There are two aspects to consider, both of which significantly influence our way of perceiving and using time. The first is the absence of a long-term perspective. Today people are no longer used to planning their actions in time because they are increasingly and painfully aware of the rapidity of change. The speed with which events follow one another is such that any occurrence is largely spontaneous. And perhaps also unpredictable.
So we are at the mercy of the present?
It is no longer possible to conceive and plan things that take years to achieve, because in the time between the idea and its actualisation everything could change. The idea that people have of time today is no different to that of instant coffee: you pour some water, you put the powder in and you drink it immediately.
So even time is disposable?
There’s a word to define this notion; nowist time.
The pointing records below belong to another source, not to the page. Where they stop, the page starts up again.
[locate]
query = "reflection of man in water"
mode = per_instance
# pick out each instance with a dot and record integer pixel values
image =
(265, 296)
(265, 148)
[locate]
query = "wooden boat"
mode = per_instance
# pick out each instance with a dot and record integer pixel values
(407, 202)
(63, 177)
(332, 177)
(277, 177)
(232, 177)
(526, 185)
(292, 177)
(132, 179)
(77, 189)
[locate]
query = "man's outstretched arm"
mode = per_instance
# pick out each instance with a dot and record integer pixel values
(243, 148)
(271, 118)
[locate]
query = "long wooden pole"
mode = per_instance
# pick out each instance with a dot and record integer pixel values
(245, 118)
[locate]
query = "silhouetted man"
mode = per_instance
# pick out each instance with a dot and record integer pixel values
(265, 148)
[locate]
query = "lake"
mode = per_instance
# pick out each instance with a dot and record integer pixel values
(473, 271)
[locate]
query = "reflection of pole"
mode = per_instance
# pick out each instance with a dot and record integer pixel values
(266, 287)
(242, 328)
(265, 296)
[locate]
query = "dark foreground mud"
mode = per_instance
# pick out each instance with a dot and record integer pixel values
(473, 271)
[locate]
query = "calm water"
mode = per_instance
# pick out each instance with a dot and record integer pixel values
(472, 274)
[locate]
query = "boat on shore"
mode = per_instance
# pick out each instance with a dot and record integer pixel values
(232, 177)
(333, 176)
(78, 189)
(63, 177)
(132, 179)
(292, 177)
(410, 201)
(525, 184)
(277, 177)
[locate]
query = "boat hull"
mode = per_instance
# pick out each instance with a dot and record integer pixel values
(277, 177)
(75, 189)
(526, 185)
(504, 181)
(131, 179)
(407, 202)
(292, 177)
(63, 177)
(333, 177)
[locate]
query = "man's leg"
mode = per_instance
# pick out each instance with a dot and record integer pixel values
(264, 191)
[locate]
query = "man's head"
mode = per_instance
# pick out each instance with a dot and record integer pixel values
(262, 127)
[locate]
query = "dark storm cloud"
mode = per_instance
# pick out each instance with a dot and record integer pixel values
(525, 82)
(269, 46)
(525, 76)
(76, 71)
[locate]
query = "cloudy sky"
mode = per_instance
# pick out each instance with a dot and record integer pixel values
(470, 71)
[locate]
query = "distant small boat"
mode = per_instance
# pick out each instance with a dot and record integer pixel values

The time of this particular moment.
What makes nowist time different from the past?
Speed, for example the speed with which we lose interest in something: we can’t keep our commitment and our attention on the same subject for too long.
The fact that we can’t use the weapons of the past to face time.
Patience, which we used to teach to children: plan things carefully, work towards them step by step, do one thing first then another.
If we have lost the linearity of planning, what is left?
Pointilism, to borrow a word from the world of art. Like a picture, life is made up of moments, single points of colour. If you look at them individually they are just dots, each one very similar to the next, but by combining them carefully the painter is able to create a picture.